Trois continents pour construire la troisième plus grande mosquée du monde

Teaserbild-Quelle: LifePR

Construire une mosquée de nos jours est une opération multiculturelle. Ce sont en effet des ingénieurs et architectes allemands, des chinois et maghrébins qui ont conçu le nouveau lieu de culte d’Alger. La grande mosquée de la capitale algérienne montre ainsi diverses sensibilités dans un environnement religieux très précis.

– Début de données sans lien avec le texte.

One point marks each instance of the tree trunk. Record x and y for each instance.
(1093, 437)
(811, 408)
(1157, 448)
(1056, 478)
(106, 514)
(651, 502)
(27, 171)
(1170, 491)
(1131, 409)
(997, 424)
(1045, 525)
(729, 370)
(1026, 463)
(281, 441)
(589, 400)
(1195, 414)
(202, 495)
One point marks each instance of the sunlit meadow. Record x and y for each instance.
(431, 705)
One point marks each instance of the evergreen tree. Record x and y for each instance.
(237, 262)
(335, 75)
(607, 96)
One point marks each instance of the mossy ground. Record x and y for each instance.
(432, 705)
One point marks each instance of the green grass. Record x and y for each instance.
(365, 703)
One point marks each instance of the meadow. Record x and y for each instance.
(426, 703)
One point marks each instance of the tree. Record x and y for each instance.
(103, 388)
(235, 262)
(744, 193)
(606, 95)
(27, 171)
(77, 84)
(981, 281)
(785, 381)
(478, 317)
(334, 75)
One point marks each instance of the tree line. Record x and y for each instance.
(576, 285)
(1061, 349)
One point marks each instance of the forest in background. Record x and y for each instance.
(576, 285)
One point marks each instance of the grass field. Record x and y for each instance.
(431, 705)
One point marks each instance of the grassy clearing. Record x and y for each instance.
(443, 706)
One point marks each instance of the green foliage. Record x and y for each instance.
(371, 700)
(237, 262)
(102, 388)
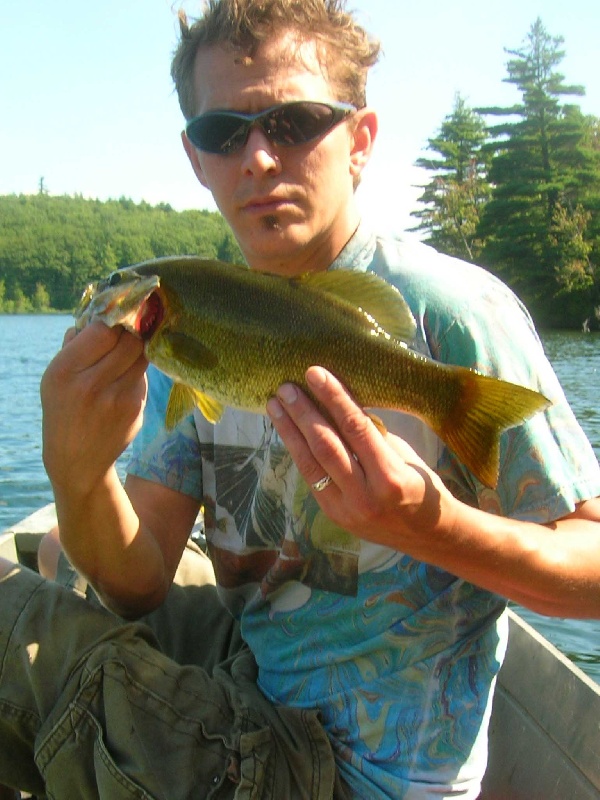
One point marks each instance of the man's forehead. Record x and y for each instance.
(222, 73)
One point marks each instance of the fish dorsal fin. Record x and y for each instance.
(184, 399)
(381, 302)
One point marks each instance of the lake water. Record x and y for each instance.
(27, 343)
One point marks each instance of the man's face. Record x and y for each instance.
(292, 209)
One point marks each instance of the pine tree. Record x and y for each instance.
(544, 172)
(459, 189)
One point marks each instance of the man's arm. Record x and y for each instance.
(126, 541)
(382, 491)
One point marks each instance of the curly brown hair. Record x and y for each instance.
(346, 50)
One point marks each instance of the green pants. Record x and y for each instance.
(91, 708)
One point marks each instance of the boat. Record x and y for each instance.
(545, 724)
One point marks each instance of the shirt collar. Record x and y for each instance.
(358, 252)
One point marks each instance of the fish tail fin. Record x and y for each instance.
(484, 408)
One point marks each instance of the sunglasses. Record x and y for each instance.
(287, 124)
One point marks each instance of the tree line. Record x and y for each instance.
(517, 189)
(514, 189)
(52, 247)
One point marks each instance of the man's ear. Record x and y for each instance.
(192, 154)
(365, 133)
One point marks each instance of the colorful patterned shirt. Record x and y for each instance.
(400, 657)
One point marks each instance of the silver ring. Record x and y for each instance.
(321, 484)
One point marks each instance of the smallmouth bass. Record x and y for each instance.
(230, 336)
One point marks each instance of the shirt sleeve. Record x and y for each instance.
(547, 464)
(171, 458)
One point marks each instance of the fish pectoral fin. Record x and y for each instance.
(184, 399)
(381, 302)
(189, 350)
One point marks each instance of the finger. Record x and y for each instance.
(355, 426)
(312, 441)
(70, 334)
(113, 350)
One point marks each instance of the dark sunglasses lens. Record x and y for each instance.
(289, 124)
(218, 133)
(298, 123)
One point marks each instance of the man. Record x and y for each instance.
(368, 572)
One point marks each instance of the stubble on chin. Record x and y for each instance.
(270, 222)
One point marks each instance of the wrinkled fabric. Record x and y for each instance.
(91, 709)
(399, 657)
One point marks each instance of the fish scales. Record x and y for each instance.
(231, 336)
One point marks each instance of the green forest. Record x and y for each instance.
(52, 247)
(516, 190)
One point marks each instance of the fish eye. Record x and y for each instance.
(115, 279)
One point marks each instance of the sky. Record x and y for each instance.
(87, 103)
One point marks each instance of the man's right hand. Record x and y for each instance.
(93, 395)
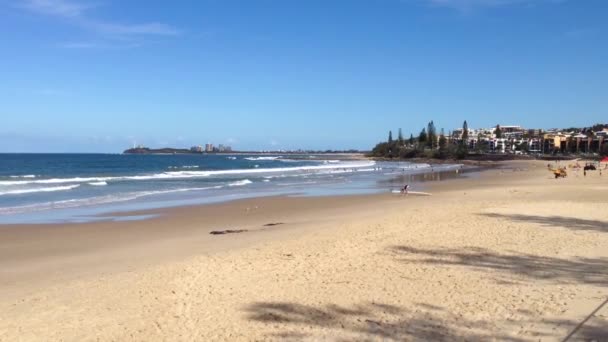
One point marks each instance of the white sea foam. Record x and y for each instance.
(324, 168)
(184, 167)
(49, 189)
(91, 201)
(241, 182)
(262, 158)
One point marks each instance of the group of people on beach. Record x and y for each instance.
(560, 171)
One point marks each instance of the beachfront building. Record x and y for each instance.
(224, 148)
(516, 139)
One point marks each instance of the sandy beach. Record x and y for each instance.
(509, 254)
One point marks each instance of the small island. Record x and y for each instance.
(166, 150)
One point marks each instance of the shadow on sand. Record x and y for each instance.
(366, 322)
(576, 270)
(556, 221)
(374, 321)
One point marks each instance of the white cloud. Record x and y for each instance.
(55, 7)
(79, 14)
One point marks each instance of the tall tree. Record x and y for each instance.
(465, 132)
(422, 137)
(442, 141)
(431, 134)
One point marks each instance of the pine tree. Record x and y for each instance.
(422, 137)
(442, 141)
(431, 133)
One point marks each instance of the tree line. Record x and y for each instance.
(428, 144)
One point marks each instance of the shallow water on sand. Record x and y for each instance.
(41, 188)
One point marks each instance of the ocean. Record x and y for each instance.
(52, 188)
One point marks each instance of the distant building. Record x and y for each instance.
(224, 148)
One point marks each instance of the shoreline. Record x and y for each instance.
(509, 254)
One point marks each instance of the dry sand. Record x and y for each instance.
(510, 255)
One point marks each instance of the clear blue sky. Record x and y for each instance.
(97, 75)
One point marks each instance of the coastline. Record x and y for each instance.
(511, 253)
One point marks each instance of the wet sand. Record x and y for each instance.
(511, 254)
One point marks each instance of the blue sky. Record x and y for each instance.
(98, 75)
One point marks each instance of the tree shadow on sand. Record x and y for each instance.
(366, 322)
(575, 270)
(555, 221)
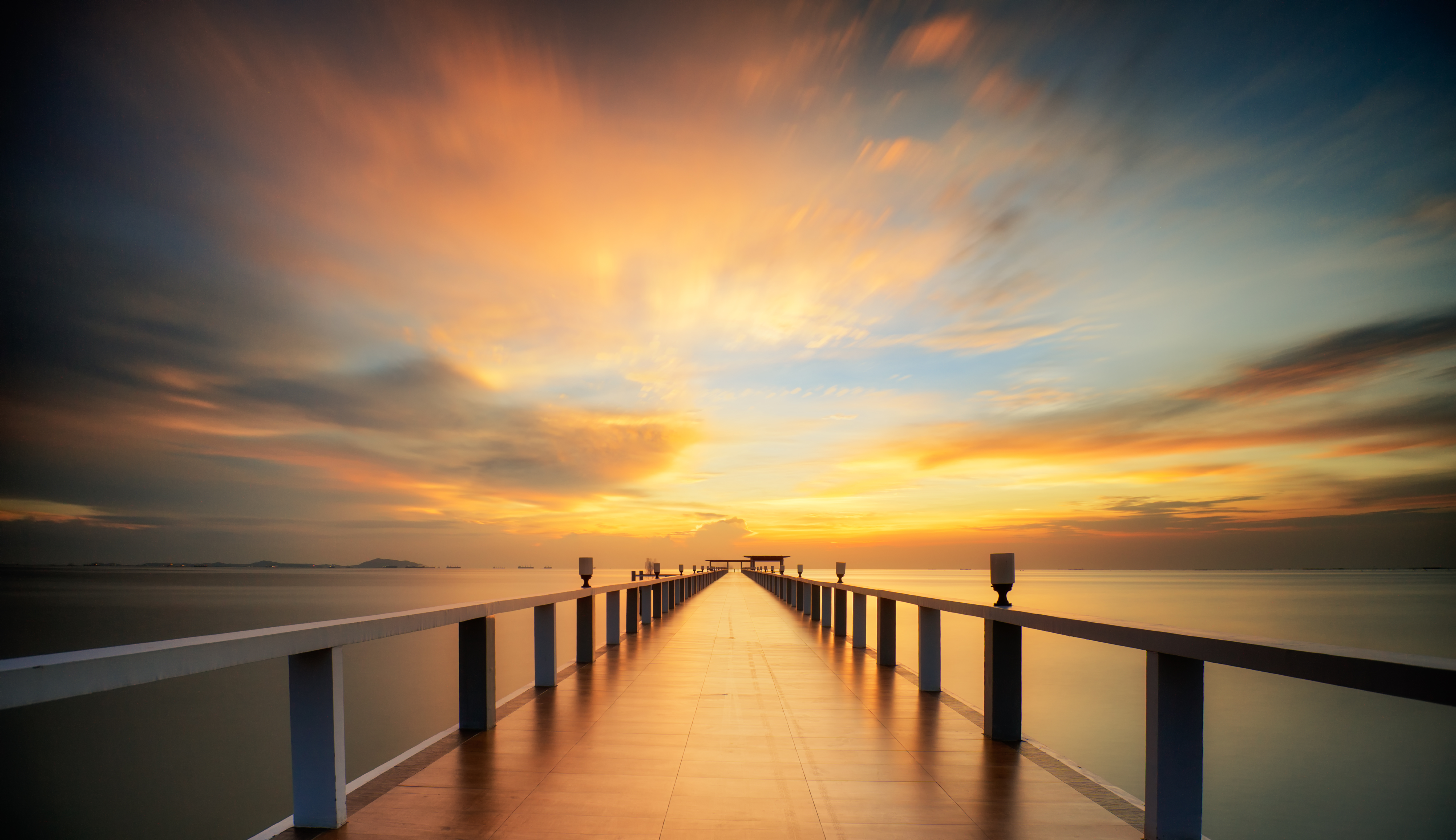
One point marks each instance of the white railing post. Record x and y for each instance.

Si les canaux architecturaux de la construction d’une mosquée demeurent immuables, il n’y est pas interdit d’innover. Un tel bâtiment interdit notamment la représentation d’être vivants, et doit être orienté en direction de La Mecque. A Alger, la nouvelle grande mosquée, en bordure de mer, combine respect des dogmes de l’Islam, caractéristiques de la construction au Maghreb et savoir-faire international.

Un minaret allemand

Le minaret de cet édifice, d’une hauteur de 265m, a été conçu par des architectes allemands. La construction de la mosquée est le fait des Chinois, son environnement est profondément religieux et ses fonctions laissent la place à des activités plus laïques, comme un musée ou une vaste salle de conférences. De plus, il est intégré dans une zone de la capitale algérienne où le gouvernement y présente toutes les facettes de sa modernité.

Tous les superlatifs réunis

Huit ans de travaux ont été nécessaires pour construire cette mosquée. Ses architectes ont réinterprété les colonnades si caractéristiques de l’Afrique du nord pour édifier un bâtiment composé de quatre carrés faisant chacun 150m de côté. La coupole culmine à 70m de hauteur. Le terrain de 26ha comprend en outre un parking souterrain de 4000 places, un espace de boutiques, une salle de conférences et une salle de prière de 36000 places.

En hommage aux cinq piliers

Le minaret conçu par des architectes allemands vaut à lui-même le détour. La tour asymétrique, excentrée par rapport à l’axe principal de la mosquée, s’enracine sur une surface carrée. Elle est surmontée d’une plateforme panoramique qui abrite un musée divisé en cinq segments. En hommage aux cinq piliers de l’Islam.

Un saut dans l’inconnu

Le chantier a aussi permis de réunir des ouvriers, des chefs de projets, des architectes et des ingénieurs provenant de trois continents. En particulier, les Occidentaux ont pu y travailler dans un environnement totalement nouveau. Ils ont pu, comme leurs collègues, se laisser porter par l’inconnu et profiter de diverses sensibilités culturelles.